Apologies if this has already been asked somewhere before. I'm married to a Spanish wife (we married in 2004) and we have two children. I am British. Both children have Spanish passports, however we'd like them to also have British passports. 

I've been looking at the information on the UK embassy website and there is a note about dual nationality. Now I know Spain does not recognise dual nationality, whereas the UK does. I'd like my children to have British passports, but do not want for them to have to give up their Spanish Passports and ID cards. Has anyone been in this situation and can tell me whether Spain will actually revoke Spanish citizenship if the children get UK passports?

Thanks


----------



## 90199 (Mar 21, 2010)

I have a friend who is British by birth and is Spanish also with both passports and Spanish I.D. card.
My neighbour has both Venezuelan and Spanish documents
Another friend who is Spanish, has Spanish and Australian Passports.

If you apply for British passports for your children they will not have to relinquish their Spanish documents.

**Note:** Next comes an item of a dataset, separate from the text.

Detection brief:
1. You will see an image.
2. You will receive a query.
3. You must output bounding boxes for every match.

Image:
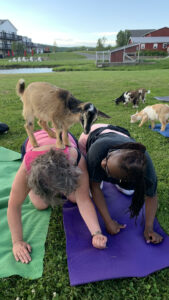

As far as the Spanish are concerned your children will always be Spanish, no revocation of citizenship.


----------



## PokAlice (Mar 8, 2011)

Hepa said:


> I have a friend who is British by birth and is Spanish also with both passports and Spanish I.D. card.
> My neighbour has both Venezuelan and Spanish documents
> Another friend who is Spanish, has Spanish and Australian Passports.
> 
> ...


Great - thank you - that is reassuring to know!


----------



## sadlybroke (Jun 19, 2012)

If you apply for British citizenship (and passports) for your children, UK administration will not let anyone know about it so the Spanish authorities has no way of finding out. 
Been there done that (although not Spain but Slovakia).


----------